Shadow of shackles prominently displayed in Musee d’Aquitaine
The collection housed in Bordeaux’s Musee d’Aquitaine covers a broad swath of the history of the region’s past 500,000 years.
There are several rooms dedicated to the prehistoric period in a part of France that includes some of the world’s most precious art-filled caves. “Venus with Horn,” discovered in 1911 in the Great Shelter of Laussel in the Dordogne, is estimated to date from 25,000 B.C. The figure is distinguished by heavy breasts and protruding mid-section indicating pregnancy.
An earlier post captured some of Bordeaux’s Roman past, so, we’ll jump to a few images from the museum’s collection of Early Christian and Middle Ages art.
Generations of students entering the Bordeaux Faculty of Sciences and Letters were welcomed by the tomb of Michel de Montaigne (1533-1593), noted philosopher and essayist. Now his cenotaph is found in the museum: “One can imagine how the four death’s heads crowned with laurel wreaths that decorate the tomb reminded them each day of the vanity of human ambition: ‘Why glorify you, earth and ashes?’ …. The ritual during the examination period consisted of touching his foot to attract the support – and knowledge – of the illustrious man.”
Wine being the most obvious, but another “product” bolstered Bordeaux’s position as a prosperous port for sailing vessels transporting “goods” far and wide. The city became a major center for the slave trade. Kidnapped in Africa, slaves were bound over for ports in the Caribbean and America.
Exhibits do not shirk this dark period: “The tragedies of the decimation of native peoples and the disasters resulting from the colonial wars are not forgotten.” Displays visually document “the sale of slaves, physical abuse, infanticide, the organization of work, mortality, liberation, maroon societies and revolts.”
This blogger did not visually capture any images from these rooms aside from the shackles and shadow at right. I read the entire Texas Slave Narratives earlier this year, and am barely recovered from some of the horrors related within.

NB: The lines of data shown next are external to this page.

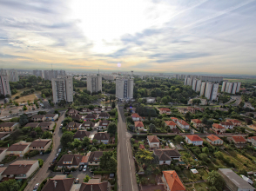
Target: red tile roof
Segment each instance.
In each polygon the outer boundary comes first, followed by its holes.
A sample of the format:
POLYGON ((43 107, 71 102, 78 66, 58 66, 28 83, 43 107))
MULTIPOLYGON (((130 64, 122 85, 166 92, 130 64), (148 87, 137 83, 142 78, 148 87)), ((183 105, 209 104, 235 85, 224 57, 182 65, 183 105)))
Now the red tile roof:
POLYGON ((182 184, 179 175, 175 170, 163 171, 163 175, 166 180, 166 183, 172 191, 185 191, 185 188, 182 184))
POLYGON ((192 142, 203 142, 203 140, 199 135, 186 135, 186 137, 192 142))

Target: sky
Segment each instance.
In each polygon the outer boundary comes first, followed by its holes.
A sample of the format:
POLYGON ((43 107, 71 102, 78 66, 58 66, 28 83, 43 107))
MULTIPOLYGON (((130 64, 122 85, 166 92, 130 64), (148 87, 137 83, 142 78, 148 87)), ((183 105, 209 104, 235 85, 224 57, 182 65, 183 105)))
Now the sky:
POLYGON ((255 75, 255 0, 1 0, 0 68, 255 75))

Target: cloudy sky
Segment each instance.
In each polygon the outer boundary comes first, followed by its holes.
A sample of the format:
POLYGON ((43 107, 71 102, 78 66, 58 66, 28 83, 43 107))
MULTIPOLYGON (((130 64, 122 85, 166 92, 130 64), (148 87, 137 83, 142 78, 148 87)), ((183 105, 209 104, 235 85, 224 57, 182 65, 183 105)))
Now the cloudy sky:
POLYGON ((0 68, 255 75, 256 1, 1 0, 0 68))

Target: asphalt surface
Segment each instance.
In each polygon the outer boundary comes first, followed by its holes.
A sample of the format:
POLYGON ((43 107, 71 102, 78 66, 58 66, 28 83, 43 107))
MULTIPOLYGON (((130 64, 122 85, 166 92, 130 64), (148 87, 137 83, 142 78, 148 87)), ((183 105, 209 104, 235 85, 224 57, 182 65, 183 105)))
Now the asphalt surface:
POLYGON ((138 184, 136 182, 134 160, 130 142, 131 135, 126 131, 126 122, 123 107, 118 107, 118 190, 138 191, 138 184))
POLYGON ((53 136, 52 150, 51 150, 49 157, 44 161, 42 168, 35 175, 35 177, 30 181, 28 186, 24 189, 25 191, 33 190, 33 188, 37 183, 41 183, 51 174, 51 171, 48 169, 49 164, 50 164, 50 162, 52 161, 54 157, 56 157, 56 155, 57 154, 58 148, 61 148, 60 147, 60 138, 61 138, 62 132, 59 130, 59 126, 60 126, 62 121, 64 121, 64 113, 59 117, 59 119, 56 124, 55 135, 53 136))

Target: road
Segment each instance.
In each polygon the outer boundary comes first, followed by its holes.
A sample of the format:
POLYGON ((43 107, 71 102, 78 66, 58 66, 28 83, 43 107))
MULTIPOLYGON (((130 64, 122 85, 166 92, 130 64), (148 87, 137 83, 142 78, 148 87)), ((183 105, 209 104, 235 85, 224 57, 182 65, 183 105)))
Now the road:
POLYGON ((30 181, 29 185, 24 189, 25 191, 33 190, 33 188, 37 183, 41 183, 51 174, 51 171, 48 170, 48 167, 49 167, 50 162, 51 162, 52 160, 54 159, 54 157, 56 157, 57 150, 60 148, 60 138, 61 138, 62 132, 59 130, 59 126, 60 126, 62 121, 64 121, 64 113, 59 117, 59 119, 56 124, 55 135, 53 136, 52 150, 51 150, 49 157, 46 159, 46 161, 44 161, 42 168, 36 175, 36 176, 30 181))
POLYGON ((118 107, 118 190, 138 191, 135 175, 134 160, 130 142, 131 135, 126 130, 124 108, 118 107))

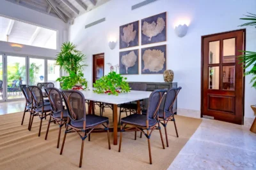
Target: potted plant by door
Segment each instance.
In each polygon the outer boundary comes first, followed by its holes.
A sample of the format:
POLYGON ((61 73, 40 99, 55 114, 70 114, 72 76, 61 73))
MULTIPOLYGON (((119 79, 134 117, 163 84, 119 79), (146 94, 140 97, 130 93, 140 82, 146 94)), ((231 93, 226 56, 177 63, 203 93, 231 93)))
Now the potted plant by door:
POLYGON ((88 89, 87 81, 83 73, 83 67, 87 66, 84 64, 86 58, 76 48, 76 46, 70 42, 64 43, 56 59, 56 64, 60 66, 68 74, 56 80, 60 82, 61 87, 64 90, 88 89))
MULTIPOLYGON (((248 23, 245 23, 240 26, 254 26, 256 28, 256 15, 248 13, 250 15, 245 15, 246 18, 240 18, 241 20, 245 20, 250 21, 248 23)), ((244 52, 244 55, 238 56, 238 60, 240 63, 243 63, 244 65, 244 69, 251 68, 249 71, 244 73, 244 76, 252 75, 250 83, 252 83, 252 87, 256 89, 256 52, 248 52, 242 51, 244 52)), ((256 115, 256 105, 252 105, 251 108, 254 111, 254 115, 256 115)), ((250 129, 250 131, 256 133, 256 117, 254 119, 254 122, 250 129)))
MULTIPOLYGON (((93 87, 95 88, 93 92, 98 94, 105 93, 116 96, 121 92, 130 92, 130 87, 128 82, 125 81, 127 78, 114 71, 114 66, 111 64, 108 63, 108 64, 110 66, 110 73, 96 80, 96 82, 93 83, 93 87)), ((116 71, 119 66, 116 65, 115 67, 116 71)))

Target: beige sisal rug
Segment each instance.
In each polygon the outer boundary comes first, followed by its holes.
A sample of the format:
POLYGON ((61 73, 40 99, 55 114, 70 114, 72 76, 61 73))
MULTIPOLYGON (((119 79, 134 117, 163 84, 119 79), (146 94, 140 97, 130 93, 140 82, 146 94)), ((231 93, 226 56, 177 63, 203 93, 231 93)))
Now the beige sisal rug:
MULTIPOLYGON (((176 116, 179 138, 175 136, 173 123, 168 125, 168 148, 162 148, 158 131, 151 136, 152 165, 149 164, 145 136, 134 140, 134 132, 124 132, 121 152, 118 145, 108 148, 107 133, 94 133, 91 141, 84 143, 83 166, 79 168, 81 140, 76 133, 67 134, 63 153, 56 148, 58 126, 51 124, 47 141, 44 139, 47 120, 43 120, 41 136, 38 137, 39 119, 35 117, 31 131, 28 130, 29 115, 20 125, 23 113, 0 115, 0 169, 166 169, 195 132, 200 119, 176 116)), ((98 111, 96 111, 98 115, 98 111)), ((122 113, 124 116, 125 113, 122 113)), ((104 116, 112 122, 111 111, 106 109, 104 116)), ((162 132, 164 134, 163 128, 162 132)), ((111 133, 111 136, 112 133, 111 133)), ((119 132, 118 132, 119 136, 119 132)), ((164 140, 165 136, 164 135, 164 140)), ((118 138, 119 143, 119 138, 118 138)), ((164 141, 166 145, 166 141, 164 141)))

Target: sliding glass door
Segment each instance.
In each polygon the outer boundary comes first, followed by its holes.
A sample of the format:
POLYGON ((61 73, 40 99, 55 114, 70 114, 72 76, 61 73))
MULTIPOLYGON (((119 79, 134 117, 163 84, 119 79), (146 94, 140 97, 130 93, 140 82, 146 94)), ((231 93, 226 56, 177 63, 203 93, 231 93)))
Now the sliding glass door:
POLYGON ((44 62, 45 59, 29 58, 29 85, 37 85, 38 83, 46 82, 44 62))
POLYGON ((22 84, 52 82, 60 88, 56 80, 61 71, 55 64, 56 61, 49 58, 0 53, 0 101, 24 99, 20 89, 22 84))
POLYGON ((7 55, 7 99, 24 97, 20 85, 27 81, 26 59, 26 57, 7 55))
POLYGON ((4 81, 4 77, 3 77, 3 69, 4 67, 3 64, 3 61, 4 60, 3 59, 3 55, 0 54, 0 101, 3 101, 3 81, 4 81))
POLYGON ((60 83, 56 81, 60 76, 60 69, 59 66, 56 66, 56 60, 47 60, 47 81, 54 83, 56 88, 60 88, 60 83))

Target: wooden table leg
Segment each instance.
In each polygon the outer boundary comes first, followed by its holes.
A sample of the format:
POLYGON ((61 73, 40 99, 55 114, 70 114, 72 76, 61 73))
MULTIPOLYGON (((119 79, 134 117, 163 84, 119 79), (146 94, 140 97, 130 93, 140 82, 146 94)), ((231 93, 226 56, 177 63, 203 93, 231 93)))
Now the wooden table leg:
POLYGON ((252 124, 251 129, 250 129, 250 131, 252 132, 253 132, 253 133, 256 134, 256 117, 254 119, 253 123, 252 124))
POLYGON ((141 109, 140 108, 140 101, 137 101, 137 112, 138 114, 141 114, 141 109))
POLYGON ((114 145, 117 145, 117 105, 113 104, 113 113, 114 113, 114 129, 113 131, 114 139, 113 143, 114 145))
POLYGON ((89 110, 88 110, 88 114, 92 115, 92 111, 93 107, 93 102, 92 101, 90 101, 89 102, 89 110))

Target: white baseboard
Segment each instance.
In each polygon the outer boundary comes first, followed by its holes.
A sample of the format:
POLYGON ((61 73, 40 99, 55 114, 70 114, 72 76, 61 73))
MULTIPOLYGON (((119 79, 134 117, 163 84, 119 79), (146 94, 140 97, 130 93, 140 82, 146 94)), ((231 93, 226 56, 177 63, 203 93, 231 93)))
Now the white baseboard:
POLYGON ((201 111, 200 110, 178 108, 177 114, 188 117, 201 118, 201 111))

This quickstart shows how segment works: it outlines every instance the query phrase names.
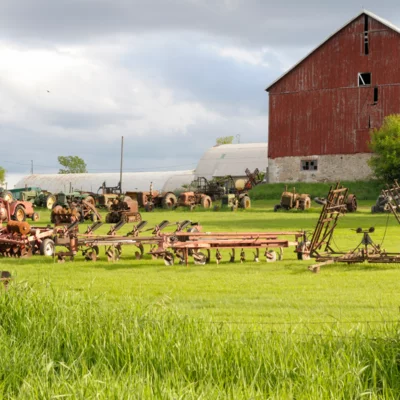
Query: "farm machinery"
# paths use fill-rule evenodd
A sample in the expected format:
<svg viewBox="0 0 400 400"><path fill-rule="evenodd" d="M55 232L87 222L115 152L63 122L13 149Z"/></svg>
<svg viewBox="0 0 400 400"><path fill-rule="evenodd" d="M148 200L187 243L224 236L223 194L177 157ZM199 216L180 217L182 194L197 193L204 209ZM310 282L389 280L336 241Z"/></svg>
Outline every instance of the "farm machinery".
<svg viewBox="0 0 400 400"><path fill-rule="evenodd" d="M396 220L400 223L400 187L397 182L387 190L382 191L382 195L386 198L389 209L394 214ZM348 194L348 189L341 187L339 184L335 188L331 188L321 214L319 216L316 227L312 233L311 239L304 241L297 246L296 252L298 259L308 260L315 258L318 264L309 267L313 272L319 272L323 265L344 262L347 264L362 263L399 263L400 254L390 253L382 248L382 244L374 243L371 234L375 231L373 227L368 229L353 229L357 234L361 234L359 244L352 250L341 252L332 247L333 233L341 216L348 212L348 204L352 195ZM349 200L350 197L350 200Z"/></svg>
<svg viewBox="0 0 400 400"><path fill-rule="evenodd" d="M327 199L324 197L316 197L314 201L317 204L325 205ZM354 194L347 194L344 199L346 210L348 212L357 211L357 198ZM285 186L285 191L281 195L281 200L279 204L276 204L274 207L274 211L278 210L308 210L311 207L311 197L309 194L305 193L297 193L296 188L290 192L288 191L287 186Z"/></svg>
<svg viewBox="0 0 400 400"><path fill-rule="evenodd" d="M27 222L8 221L0 228L0 255L3 257L29 257L39 253L54 254L53 228L31 227Z"/></svg>
<svg viewBox="0 0 400 400"><path fill-rule="evenodd" d="M148 192L126 192L132 200L138 202L139 207L143 207L147 212L153 211L154 208L164 208L171 210L176 207L178 199L173 192L160 193L153 190L153 182L150 183Z"/></svg>
<svg viewBox="0 0 400 400"><path fill-rule="evenodd" d="M101 193L99 193L101 191ZM99 187L97 194L94 196L96 206L98 208L107 208L110 210L114 200L122 195L121 182L117 186L107 186L106 182Z"/></svg>
<svg viewBox="0 0 400 400"><path fill-rule="evenodd" d="M26 187L19 189L11 189L13 199L20 201L30 201L36 207L43 207L51 210L56 203L56 196L42 190L39 187Z"/></svg>
<svg viewBox="0 0 400 400"><path fill-rule="evenodd" d="M106 215L107 223L137 222L142 220L139 213L139 206L136 200L132 200L129 196L121 196L112 202L109 213Z"/></svg>
<svg viewBox="0 0 400 400"><path fill-rule="evenodd" d="M197 178L191 186L195 187L192 192L181 193L178 205L193 209L196 205L203 208L211 208L213 201L222 200L222 206L232 210L250 208L251 200L249 190L262 182L258 168L251 172L246 168L247 179L233 179L231 175L213 179L211 181L204 177Z"/></svg>
<svg viewBox="0 0 400 400"><path fill-rule="evenodd" d="M33 209L29 201L12 200L11 202L0 198L0 222L3 221L25 221L26 217L32 221L39 220L39 214Z"/></svg>
<svg viewBox="0 0 400 400"><path fill-rule="evenodd" d="M60 198L60 197L59 197ZM92 220L100 221L101 215L94 206L94 199L86 197L86 199L74 198L64 201L58 201L51 211L51 222L56 225L71 223L74 221Z"/></svg>
<svg viewBox="0 0 400 400"><path fill-rule="evenodd" d="M124 246L135 246L135 258L141 259L144 255L144 246L149 246L148 254L153 258L162 258L166 265L173 265L175 260L180 264L188 265L189 257L195 264L203 265L211 260L211 251L215 251L217 263L223 257L222 250L229 249L229 262L246 261L246 250L253 250L253 260L259 262L263 255L267 262L276 261L283 257L283 248L296 246L303 232L201 232L198 223L185 220L178 223L162 221L154 227L144 229L146 221L141 221L124 236L117 235L118 230L125 224L121 221L110 229L107 235L95 235L94 232L102 225L94 223L85 233L79 233L79 223L76 221L68 228L68 234L57 237L56 246L63 246L67 251L57 252L60 262L67 257L73 259L78 252L82 252L87 260L98 259L99 247L105 247L105 254L109 261L116 261L122 254ZM168 226L174 226L173 232L163 232ZM151 232L151 235L146 234ZM145 233L145 235L142 235ZM288 236L293 236L290 240ZM279 250L279 254L275 252ZM262 253L260 253L262 252Z"/></svg>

It was a great disappointment recently to visit the Bullock State History Museum in Austin to see slavery’s role as a cause of the Texas Revolution largely ignored; in contrast, Bordeaux’s more honest portrayal is admired.
Advertising posters capture some of the atmosphere of Bordeaux lifestyle at the end of the 19th and early 20th century. The contrast between what was presumably a wild port area and the upscale neighborhoods created by the wealthy enriched by trade must have been dramatic.
Normally I’m not much of a cartoon-format fan, but Hugo Pratt (1927-1995), who himself lived on several continents, transported his readers on adventures around the world with the hero Corto Maltese as their guide. What amazed me in the museum’s salute to him, “Horizon Lines,” is the extensive research that went into Pratt’s imaginative journeys. Maps, manuscripts and actual artifacts were the illustrator’s constant companions as he wove entertaining tales in which readers actually would learn things about the faraway lands explored. The temporary exhibit runs through February 6, 2022.
He’s dreaming with his eyes open, and those that dream with their eyes open are dangerous, for they do not know when their dreams come to an end.Hugo Pratt
It’s wild mushroom season in Aquitaine now, but definitely am leaving the harvesting of them to the experts. Am enjoying the results of their foraging in restaurants in Bordeaux though.